Formerly Kel Zeruuv.
Assembled in bits and pieces, what she knew of him. He and others of his once-squad outprocessed for some infraction, their minds scrubbed by way of something that sounded like the most grotesque Psych Briefing process. What was the infraction? No one aboard who knew had said, but Xiulan had learned enough about this society to understand it may have been something she would have seen as innocuous. Perhaps something Zeruuv was never truly given to understand. Heresy, she had come to understand very early on, was an ever-haunting ghost here.
And yet…despite the fact that a process gone awry had damaged him in some irreparable way, despite the anxious tics and twitching hands, she had yet to hear him - or Ajri or Dez - speak of it with clear anger. They simply didn’t speak of it. That had driven her to learn too: outprocessing was a multi-headed euphemism, the snarls of which went beyond stolen skills. It could mean death outright.
Perhaps he was simply relieved to be alive.

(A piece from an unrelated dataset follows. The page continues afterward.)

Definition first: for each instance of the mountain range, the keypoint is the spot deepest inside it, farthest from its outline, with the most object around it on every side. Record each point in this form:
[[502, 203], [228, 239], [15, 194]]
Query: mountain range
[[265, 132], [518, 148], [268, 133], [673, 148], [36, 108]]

Zeruuv was presently bent over the game board, contemplating his next placement. It was not about winning or losing for him, she had decided. Which explained why he was the only one of the crew still willing to play pattern-stones with her regularly in spite of never winning. It was a focus, the black and white dotting the board, working stillness through his hands and jumping gaze. So they played and each in their own ways, remembered how things once were.
A click, as a stone was placed. Xiulan took her turn in slightly longer order than she strictly needed, but it was part of the unspoken deal, to weave a bit of ease into it all. Zeruuv took up his next token, just before the slate by Xiulan’s leg beeped a notification. She picked it up, scanned the message. From Ajri, owner of the moth and one of Zeruuv’s two spouses.
“The Rahal have placed the station under interdict,” she read aloud.
TING!
A stone shooting from Zeruuv’s hand as fingertips pressed tight together, ricocheting off the wall. He stared at her across the table, any sense of calm quickly fled. Xiulan added, “Ajri says she and Dez are on the bridge.” And— (Remembering a game of Go in a hospital room, remembering ghosts beyond the rift) —more gently: “We can finish this later.”
His nod was a spasm’s fraternal twin, before he headed forward without another word. Xiulan heard the boot-taps of other crew members converging on the common room, the murmur of discussion. She glanced at the slate again and then stood.
This time? This time information could be had and she intended to do just that.